The Perkins family settled in Newcastle, Maine in the mid-1700s. Fannie Coralie Perkins (she would later change her name to Frances) was born and raised in Massachusetts but returned to Maine each summer to spend time with her grandmother, Cynthia Otis Perkins, who she said was the most influential person in her life. The picturesque 57-acre family homestead remained a place of respite and reflection throughout Perkins’ busy career and later years. She inherited the property in 1927, owned it until her death in 1965, and was buried alongside her husband in a nearby cemetery.

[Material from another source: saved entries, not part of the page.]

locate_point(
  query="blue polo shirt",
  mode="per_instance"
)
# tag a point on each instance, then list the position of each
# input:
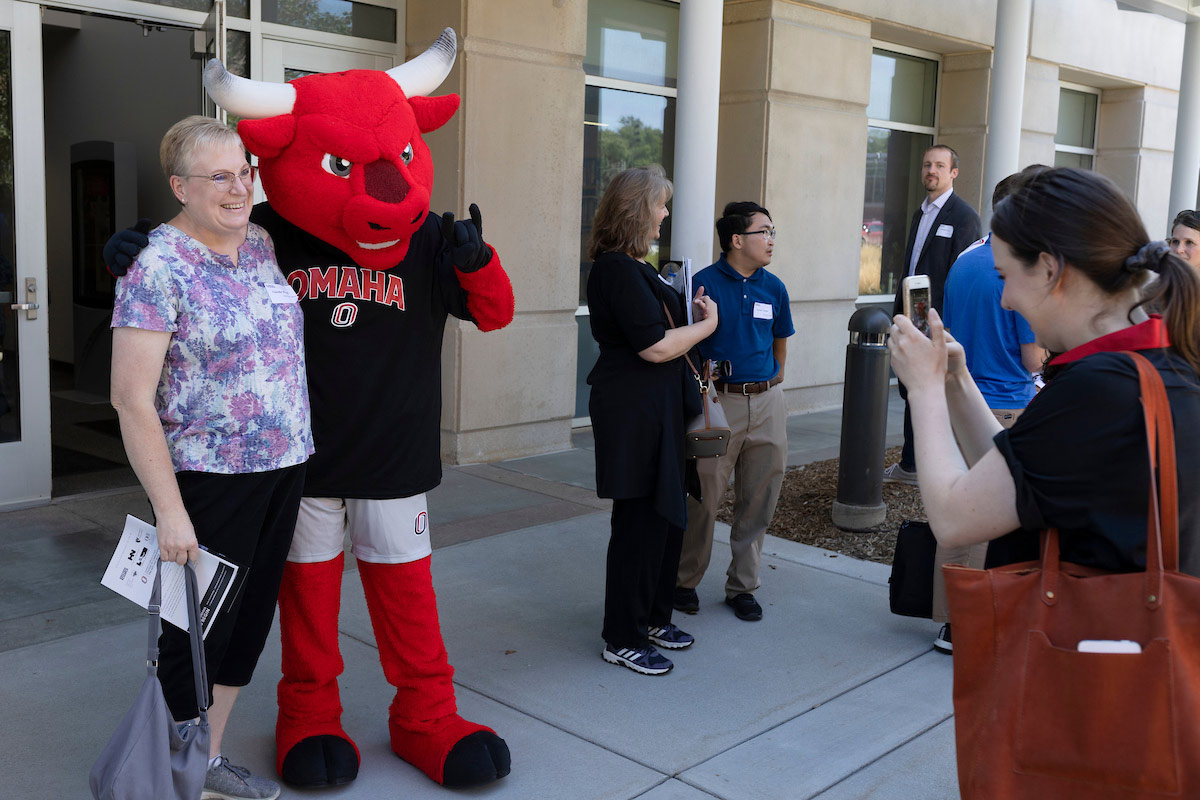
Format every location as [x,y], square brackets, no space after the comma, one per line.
[751,314]
[990,335]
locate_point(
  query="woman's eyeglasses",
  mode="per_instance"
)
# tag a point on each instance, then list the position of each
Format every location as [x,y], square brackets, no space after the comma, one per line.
[223,181]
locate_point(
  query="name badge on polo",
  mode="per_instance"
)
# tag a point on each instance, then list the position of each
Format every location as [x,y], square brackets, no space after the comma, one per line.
[281,295]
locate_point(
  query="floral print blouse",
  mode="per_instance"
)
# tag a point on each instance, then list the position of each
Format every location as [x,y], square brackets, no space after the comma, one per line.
[233,396]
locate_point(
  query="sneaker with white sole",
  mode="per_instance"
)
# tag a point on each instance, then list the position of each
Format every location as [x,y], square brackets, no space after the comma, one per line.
[943,643]
[646,661]
[228,782]
[671,637]
[898,474]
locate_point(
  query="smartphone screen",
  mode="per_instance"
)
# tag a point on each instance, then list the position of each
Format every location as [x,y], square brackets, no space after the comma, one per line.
[918,304]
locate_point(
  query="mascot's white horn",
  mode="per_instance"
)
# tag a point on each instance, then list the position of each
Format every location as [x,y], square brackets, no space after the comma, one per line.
[250,100]
[423,74]
[256,100]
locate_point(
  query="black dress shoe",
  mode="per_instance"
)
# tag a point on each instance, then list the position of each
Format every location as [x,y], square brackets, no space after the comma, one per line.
[687,600]
[745,607]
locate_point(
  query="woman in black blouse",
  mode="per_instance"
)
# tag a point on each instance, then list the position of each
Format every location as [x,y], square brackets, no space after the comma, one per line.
[640,397]
[1077,264]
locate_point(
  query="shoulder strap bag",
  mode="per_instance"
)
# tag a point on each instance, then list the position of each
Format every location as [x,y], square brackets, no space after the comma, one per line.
[708,433]
[1072,683]
[149,757]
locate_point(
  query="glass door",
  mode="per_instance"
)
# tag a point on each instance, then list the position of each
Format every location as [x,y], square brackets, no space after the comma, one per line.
[24,341]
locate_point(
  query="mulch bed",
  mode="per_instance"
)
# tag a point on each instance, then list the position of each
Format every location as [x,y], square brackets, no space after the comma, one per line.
[805,504]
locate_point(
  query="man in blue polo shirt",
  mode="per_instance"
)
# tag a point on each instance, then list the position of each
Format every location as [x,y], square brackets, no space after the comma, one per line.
[751,335]
[1001,355]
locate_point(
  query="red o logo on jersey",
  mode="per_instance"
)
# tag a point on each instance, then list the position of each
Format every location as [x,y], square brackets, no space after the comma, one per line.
[345,314]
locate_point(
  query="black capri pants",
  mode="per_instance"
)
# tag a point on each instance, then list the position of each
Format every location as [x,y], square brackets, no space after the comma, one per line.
[247,518]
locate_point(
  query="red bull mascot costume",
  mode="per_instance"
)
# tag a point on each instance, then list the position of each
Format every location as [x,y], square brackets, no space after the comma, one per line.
[349,178]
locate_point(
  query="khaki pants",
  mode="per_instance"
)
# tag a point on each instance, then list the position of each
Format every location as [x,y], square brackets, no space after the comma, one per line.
[756,458]
[972,555]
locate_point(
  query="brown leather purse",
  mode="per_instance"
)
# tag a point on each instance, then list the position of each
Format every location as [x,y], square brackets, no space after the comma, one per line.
[1039,719]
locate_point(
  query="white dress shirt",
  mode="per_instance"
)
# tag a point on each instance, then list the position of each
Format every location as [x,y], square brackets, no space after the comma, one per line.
[929,211]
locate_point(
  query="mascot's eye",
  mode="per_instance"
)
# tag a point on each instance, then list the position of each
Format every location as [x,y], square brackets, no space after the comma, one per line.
[336,166]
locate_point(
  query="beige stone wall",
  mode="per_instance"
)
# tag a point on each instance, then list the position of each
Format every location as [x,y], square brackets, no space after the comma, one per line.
[1039,113]
[1134,145]
[515,149]
[795,86]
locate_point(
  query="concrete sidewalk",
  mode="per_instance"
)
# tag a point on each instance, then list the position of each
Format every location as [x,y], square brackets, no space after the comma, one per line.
[829,696]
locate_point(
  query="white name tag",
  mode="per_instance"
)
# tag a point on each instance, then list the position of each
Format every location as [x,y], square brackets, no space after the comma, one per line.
[281,294]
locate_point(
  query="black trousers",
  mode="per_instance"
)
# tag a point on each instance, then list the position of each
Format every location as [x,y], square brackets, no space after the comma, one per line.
[643,558]
[249,518]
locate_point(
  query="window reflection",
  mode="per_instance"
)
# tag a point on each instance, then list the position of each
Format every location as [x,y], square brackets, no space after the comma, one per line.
[10,394]
[633,40]
[334,17]
[622,130]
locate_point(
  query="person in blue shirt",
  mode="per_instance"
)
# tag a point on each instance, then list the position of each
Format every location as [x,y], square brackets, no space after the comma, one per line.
[751,335]
[1001,355]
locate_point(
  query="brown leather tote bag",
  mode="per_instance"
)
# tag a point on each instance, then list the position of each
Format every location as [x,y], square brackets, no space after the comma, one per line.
[1036,719]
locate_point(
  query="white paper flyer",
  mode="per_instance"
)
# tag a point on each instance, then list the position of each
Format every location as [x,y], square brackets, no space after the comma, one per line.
[130,573]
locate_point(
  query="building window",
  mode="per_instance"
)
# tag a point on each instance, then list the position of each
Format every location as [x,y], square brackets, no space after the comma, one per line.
[628,121]
[343,17]
[1074,143]
[901,125]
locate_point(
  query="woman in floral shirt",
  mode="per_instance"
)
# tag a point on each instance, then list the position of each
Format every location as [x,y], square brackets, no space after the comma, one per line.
[209,385]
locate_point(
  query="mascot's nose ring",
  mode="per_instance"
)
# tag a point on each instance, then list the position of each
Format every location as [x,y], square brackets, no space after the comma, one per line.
[384,181]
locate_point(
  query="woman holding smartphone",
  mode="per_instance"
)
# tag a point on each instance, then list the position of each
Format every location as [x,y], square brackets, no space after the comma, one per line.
[639,404]
[1075,259]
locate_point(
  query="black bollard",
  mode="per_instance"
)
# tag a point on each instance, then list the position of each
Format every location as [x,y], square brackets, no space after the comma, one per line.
[864,422]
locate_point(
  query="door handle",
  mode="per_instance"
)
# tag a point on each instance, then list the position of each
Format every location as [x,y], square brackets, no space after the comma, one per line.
[30,305]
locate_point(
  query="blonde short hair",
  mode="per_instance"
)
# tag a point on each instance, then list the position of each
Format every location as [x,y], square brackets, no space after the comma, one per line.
[624,221]
[186,137]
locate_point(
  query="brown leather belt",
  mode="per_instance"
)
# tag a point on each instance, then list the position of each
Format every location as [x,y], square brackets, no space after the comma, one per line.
[753,388]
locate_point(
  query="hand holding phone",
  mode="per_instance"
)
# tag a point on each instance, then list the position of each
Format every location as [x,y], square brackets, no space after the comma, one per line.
[916,301]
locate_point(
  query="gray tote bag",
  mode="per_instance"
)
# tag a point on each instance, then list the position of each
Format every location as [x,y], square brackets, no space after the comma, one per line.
[149,757]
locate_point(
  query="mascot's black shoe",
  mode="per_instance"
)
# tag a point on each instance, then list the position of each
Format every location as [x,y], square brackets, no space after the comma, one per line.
[480,758]
[322,761]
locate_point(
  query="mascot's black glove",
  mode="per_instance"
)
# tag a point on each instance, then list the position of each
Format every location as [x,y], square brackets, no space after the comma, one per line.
[125,245]
[466,240]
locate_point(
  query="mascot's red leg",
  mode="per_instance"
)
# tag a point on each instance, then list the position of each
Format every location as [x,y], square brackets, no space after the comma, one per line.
[311,749]
[426,729]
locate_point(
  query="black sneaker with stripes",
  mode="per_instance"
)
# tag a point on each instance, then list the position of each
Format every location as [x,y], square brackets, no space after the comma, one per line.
[646,661]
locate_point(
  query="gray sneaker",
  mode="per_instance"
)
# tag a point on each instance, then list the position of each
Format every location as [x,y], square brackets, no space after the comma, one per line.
[228,782]
[898,474]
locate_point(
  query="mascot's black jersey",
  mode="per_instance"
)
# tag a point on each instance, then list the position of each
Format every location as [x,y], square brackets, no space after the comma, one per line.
[373,347]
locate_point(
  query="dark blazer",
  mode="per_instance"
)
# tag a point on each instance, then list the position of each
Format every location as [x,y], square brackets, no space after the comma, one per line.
[940,252]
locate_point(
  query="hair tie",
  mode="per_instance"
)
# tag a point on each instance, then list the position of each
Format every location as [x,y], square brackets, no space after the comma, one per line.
[1149,257]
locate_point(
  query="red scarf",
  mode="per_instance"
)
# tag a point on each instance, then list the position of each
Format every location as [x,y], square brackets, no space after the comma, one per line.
[1145,336]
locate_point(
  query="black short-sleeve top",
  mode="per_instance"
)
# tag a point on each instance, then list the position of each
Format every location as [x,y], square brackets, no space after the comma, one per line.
[637,407]
[1080,463]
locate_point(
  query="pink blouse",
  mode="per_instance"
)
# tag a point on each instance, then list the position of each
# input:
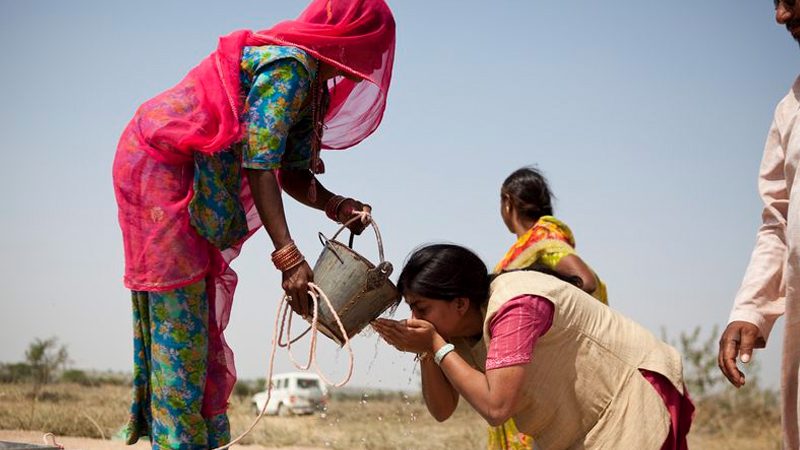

In 2014, the Frances Perkins Homestead was designated a National Historic Landmark, and in 2024, the Frances Perkins National Monument.
Perkins' education and early career took her first to Mount Holyoke College, then Illinois to teach at a girls’ preparatory school and volunteer in settlement houses, and eventually to New York City, where she received a master’s degree at Columbia University and lobbied for worker protection laws with the New York Consumers’ League. In 1911, Perkins witnessed the horrific Triangle Shirtwaist Factory fire that killed 146 people, consequently investigating similar tragedies and recommending new state fire safety practices. Perkins rose in New York State politics during the 1910s and 1920s, working closely with Gov. Al Smith and later serving as the inaugural New York State Industrial Commissioner for Gov. Franklin Delano Roosevelt.
In 1933, FDR asked Perkins to join his presidential cabinet as Secretary of Labor. Later, Perkins wrote a best-selling biography of FDR, was appointed to the U.S. Civil Service Commission, and lectured at Cornell University’s School of Industrial Relations. Perkins’ professional achievements were accomplished in addition to her personal responsibilities as a mother, wife, daughter, sister, grandmother, caregiver, parishioner, community member, and beloved friend to many.
Although her policy work happened elsewhere, Perkins’ career continues to have a significant impact on Maine, especially the one-quarter of Mainers who receive Social Security (more than half of whom are women). Perkins knowingly paved the way for other women in politics and public service, strategically navigating the male-dominated government at every step of her career.
Of her decision to become Secretary of Labor, she later reflected: “The door might not be opened to a woman again for a long, long time, and I had a kind of duty to other women to walk in and sit down on the chair that was offered.”
Perkins and O’Connor will join an impressive list of inductees to the Maine Women’s Hall of Fame that include authors, athletes, artists, activists, administrators, political and religious leaders, educators, doctors, lawyers, scientists and college presidents. Among the most recent honorees: physician Julia McDonald, community activist Nancy Fritz and astronaut Jessica Meir. A full list of inductees, starting with Sen. Margaret Chase Smith and women’s health advocate Mabel Wadsworth in 1990, is online.
Business and Professional Women/Maine Futurama Foundation established the Maine Women’s Hall of Fame. The Bennett D. Katz Library at the University of Maine at Augusta has a collection of photographs, video recordings and other materials from the Maine Women’s Hall of Fame induction ceremonies, as well as a permanent public gallery of inductee portraits. The portraits of O’Connor and Perkins will be hung in the library immediately following the March 21 induction ceremony.
BPW/Maine Futurama Foundation, working with Maine Community Foundation, awards annual scholarships to outstanding and deserving Maine women to help them achieve economic self-sufficiency.